AFET MÜDAHALE PLANI OLMASI GEREKTİĞİ GİBİ DEĞİL
TÜBA’nın yayımladığı raporda, ‘Afet Yönetiminin Önemi’ başlığı altında, özetle şu saptamalar yer aldı:
● Afete müdahale risk azaltmayla başlar, hazırlık ile devam eder.
● Afet yönetiminde dil ve fikir birliği oluşturmak gereklidir.
● Türkiye, risk azaltmada zayıf kalmaktadır.
● Risk azaltmaya harcanmayan bir birim maliyet, afet sonrası dört birim maliyet harcamayı gerektirir.
● Afet yönetimi bir sürdürülebilir kalkınma problemidir.
● En büyük doğa kaynaklı afet kuraklık olmasına rağmen Türkiye’de kuraklık doğal afet olarak sayılmamaktadır.
● Afete hazırlıkta planlama, tahmin, tatbikat ve eğitim aşamaları bulunmaktadır.
● Türkiye Afet Müdahale Planı şu anda olması gerektiği şekilde değildir.
İLK 30 DAKİKA İÇİN BİREYLER EĞİTİLMELİ
● Depremlerde ilk 72 saat altın saatlerdir. Vatandaşın bu saatler için kapasitesinin geliştirilmesi gerekir çünkü ilk müdahale aile ve komşulardan gelir. Hiç olmazsa afetin ilk 30 dakikasına bireylerin hazırlanması gerekmektedir.
● Alternatif iletişim yöntem ve altyapılarına yatırım zorunluluğu doğmuştur.
● Su şebekeleri depreme göre yapılmalı, şehirlerin uygun yerlerine su depoları kurulmalıdır.
● Deprem sonrasının önceden planlanması gerekir.
● Dünyada afet yönetiminin tarihsel gelişimine kıyasla Türkiye, günümüzü henüz yakalayamamıştır.
AFET BAKANLIĞI KURULSUN
● Yönetilebilir bir seviyeye kadar riskleri azaltarak reaktif kriz yönetiminden proaktif risk yönetimine geçilmelidir ve ulusal bir mobilizasyon çabası başlatılmalı, öncelikle Marmara bölgesi ile başlanmalıdır.

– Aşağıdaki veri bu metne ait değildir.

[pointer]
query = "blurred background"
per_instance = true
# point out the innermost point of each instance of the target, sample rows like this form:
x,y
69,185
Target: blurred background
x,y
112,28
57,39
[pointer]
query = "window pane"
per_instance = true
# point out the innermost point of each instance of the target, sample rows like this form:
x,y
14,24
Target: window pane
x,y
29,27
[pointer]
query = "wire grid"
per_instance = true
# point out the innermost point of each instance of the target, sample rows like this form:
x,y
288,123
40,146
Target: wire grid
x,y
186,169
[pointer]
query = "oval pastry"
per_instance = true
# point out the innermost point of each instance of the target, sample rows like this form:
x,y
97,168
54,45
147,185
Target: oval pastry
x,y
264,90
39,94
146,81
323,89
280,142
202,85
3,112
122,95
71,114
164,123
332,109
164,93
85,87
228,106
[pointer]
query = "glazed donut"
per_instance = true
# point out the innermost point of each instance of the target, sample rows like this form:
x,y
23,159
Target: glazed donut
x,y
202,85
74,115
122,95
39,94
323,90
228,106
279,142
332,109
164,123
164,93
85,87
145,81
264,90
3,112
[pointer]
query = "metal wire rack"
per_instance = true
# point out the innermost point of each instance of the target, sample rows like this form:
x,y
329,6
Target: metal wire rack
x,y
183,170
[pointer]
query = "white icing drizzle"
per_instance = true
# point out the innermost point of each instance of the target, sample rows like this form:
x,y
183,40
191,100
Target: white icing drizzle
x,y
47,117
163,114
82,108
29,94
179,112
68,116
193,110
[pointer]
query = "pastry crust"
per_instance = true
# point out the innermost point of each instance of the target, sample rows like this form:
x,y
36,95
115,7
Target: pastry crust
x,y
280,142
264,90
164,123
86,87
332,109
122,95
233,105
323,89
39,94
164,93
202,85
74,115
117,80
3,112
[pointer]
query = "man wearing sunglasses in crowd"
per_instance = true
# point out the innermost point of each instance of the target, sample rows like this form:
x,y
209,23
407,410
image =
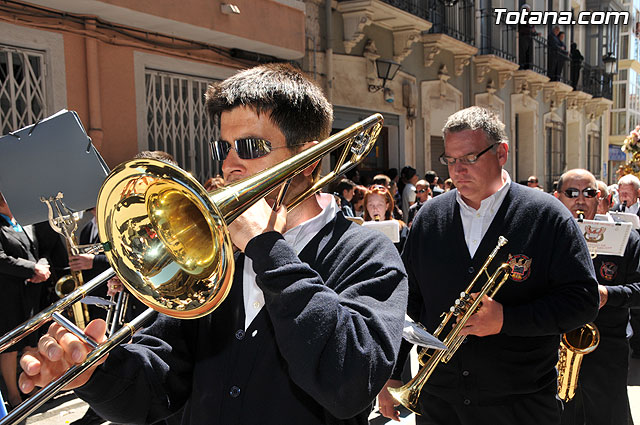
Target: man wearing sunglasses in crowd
x,y
504,373
312,324
602,388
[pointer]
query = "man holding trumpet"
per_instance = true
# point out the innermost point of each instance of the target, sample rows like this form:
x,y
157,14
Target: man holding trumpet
x,y
504,373
310,329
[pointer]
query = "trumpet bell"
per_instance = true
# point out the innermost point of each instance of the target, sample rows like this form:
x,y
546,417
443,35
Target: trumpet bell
x,y
171,248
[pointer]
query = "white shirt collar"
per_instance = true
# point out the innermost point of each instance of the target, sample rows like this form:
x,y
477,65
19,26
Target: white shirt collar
x,y
298,237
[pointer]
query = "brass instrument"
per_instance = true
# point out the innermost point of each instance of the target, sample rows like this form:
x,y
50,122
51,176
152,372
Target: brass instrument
x,y
573,346
65,223
463,308
166,238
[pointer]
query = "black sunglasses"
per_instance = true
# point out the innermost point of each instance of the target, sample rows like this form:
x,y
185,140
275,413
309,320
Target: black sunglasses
x,y
467,159
247,148
588,192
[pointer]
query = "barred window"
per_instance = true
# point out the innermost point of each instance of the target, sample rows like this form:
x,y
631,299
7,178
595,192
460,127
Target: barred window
x,y
594,152
177,122
556,151
22,88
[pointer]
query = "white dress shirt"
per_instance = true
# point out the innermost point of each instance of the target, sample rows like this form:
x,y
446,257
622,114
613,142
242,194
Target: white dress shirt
x,y
298,238
476,222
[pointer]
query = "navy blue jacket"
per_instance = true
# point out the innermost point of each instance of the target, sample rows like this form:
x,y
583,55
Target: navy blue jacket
x,y
317,353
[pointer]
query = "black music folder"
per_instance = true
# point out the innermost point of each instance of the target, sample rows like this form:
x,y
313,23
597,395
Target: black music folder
x,y
54,155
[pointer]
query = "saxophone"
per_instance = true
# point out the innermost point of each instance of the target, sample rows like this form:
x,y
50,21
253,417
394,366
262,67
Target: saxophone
x,y
573,347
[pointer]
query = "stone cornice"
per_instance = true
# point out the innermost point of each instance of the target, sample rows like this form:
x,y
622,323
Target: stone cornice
x,y
529,82
485,63
462,52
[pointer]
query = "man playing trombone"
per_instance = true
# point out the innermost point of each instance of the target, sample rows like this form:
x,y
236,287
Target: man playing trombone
x,y
310,329
601,397
504,372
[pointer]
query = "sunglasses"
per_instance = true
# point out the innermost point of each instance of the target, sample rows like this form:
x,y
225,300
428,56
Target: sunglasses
x,y
467,159
247,148
587,192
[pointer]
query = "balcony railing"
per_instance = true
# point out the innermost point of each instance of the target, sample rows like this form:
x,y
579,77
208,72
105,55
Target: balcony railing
x,y
499,40
456,21
415,7
596,82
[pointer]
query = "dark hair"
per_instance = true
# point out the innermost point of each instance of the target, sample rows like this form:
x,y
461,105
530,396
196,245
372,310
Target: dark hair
x,y
430,176
381,179
293,102
408,172
159,155
345,184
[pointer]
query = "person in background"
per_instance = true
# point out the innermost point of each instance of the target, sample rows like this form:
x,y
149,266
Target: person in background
x,y
22,272
423,194
378,206
628,192
409,191
601,397
432,178
604,200
448,185
357,201
346,190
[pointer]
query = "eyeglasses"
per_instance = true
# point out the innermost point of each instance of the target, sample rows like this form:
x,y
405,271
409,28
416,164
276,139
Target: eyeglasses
x,y
247,148
587,192
467,159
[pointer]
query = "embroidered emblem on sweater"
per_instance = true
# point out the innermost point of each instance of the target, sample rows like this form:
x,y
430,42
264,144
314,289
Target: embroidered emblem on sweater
x,y
520,267
608,270
594,234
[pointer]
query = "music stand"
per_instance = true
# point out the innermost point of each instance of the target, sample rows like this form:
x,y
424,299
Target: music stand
x,y
53,156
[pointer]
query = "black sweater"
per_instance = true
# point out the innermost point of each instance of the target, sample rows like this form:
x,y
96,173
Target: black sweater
x,y
621,276
321,348
557,292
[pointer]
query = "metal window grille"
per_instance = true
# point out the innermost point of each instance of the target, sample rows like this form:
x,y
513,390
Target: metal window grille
x,y
177,121
22,88
594,149
556,151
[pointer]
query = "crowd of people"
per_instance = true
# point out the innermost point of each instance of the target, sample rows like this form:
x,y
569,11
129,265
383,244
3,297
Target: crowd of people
x,y
311,330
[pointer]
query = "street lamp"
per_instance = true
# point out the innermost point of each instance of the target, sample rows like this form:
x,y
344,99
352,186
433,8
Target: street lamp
x,y
386,71
610,62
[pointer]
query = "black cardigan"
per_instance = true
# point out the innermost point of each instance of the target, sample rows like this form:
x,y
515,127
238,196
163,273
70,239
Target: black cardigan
x,y
321,349
557,292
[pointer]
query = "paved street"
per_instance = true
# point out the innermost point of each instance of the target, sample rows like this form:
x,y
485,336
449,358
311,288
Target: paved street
x,y
66,407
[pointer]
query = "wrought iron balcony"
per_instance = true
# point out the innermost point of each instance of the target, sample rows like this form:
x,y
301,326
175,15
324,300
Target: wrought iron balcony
x,y
415,7
456,21
596,82
498,40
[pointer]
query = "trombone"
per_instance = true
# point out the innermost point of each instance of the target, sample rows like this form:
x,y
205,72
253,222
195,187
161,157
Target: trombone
x,y
166,238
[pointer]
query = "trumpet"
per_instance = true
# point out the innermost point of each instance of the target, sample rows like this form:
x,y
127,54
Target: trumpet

● Kapsamlı ve dinamik bir afet yönetim sistemi kurmak için, tüm bilimsel disiplinleri gerekli yerlerde ve gerektiği kadar içeren ve uzman koordinatörlerle koordine edilen bir yapıya ihtiyaç vardır. Bu, yüksek riskli kentsel alanlardaki riskleri azaltarak kentleri afetlere karşı daha dirençli hale getirmek için uygun müdahale ve yeniden yapılanma önlemleri sağlamak için entegre bir yapı olan Şehircilik ve Afet Yönetimi Bakanlığı gibi bir yapı oluşturarak gerçekleştirilebilir.
● Her üniversitede yetersiz acil yardım ve afet yönetimi programları oluşturmak yerine, mevcut programlar birleştirilerek uluslararası standartlarda eğitim sunacak mükemmeliyet merkezleri haline getirilmelidir. Bu önlemlerin uygulanmasıyla, Türkiye afet yönetim sistemini iyileştirebilir, kayıpları azaltabilir ve afetlere karşı direncini artırabilir.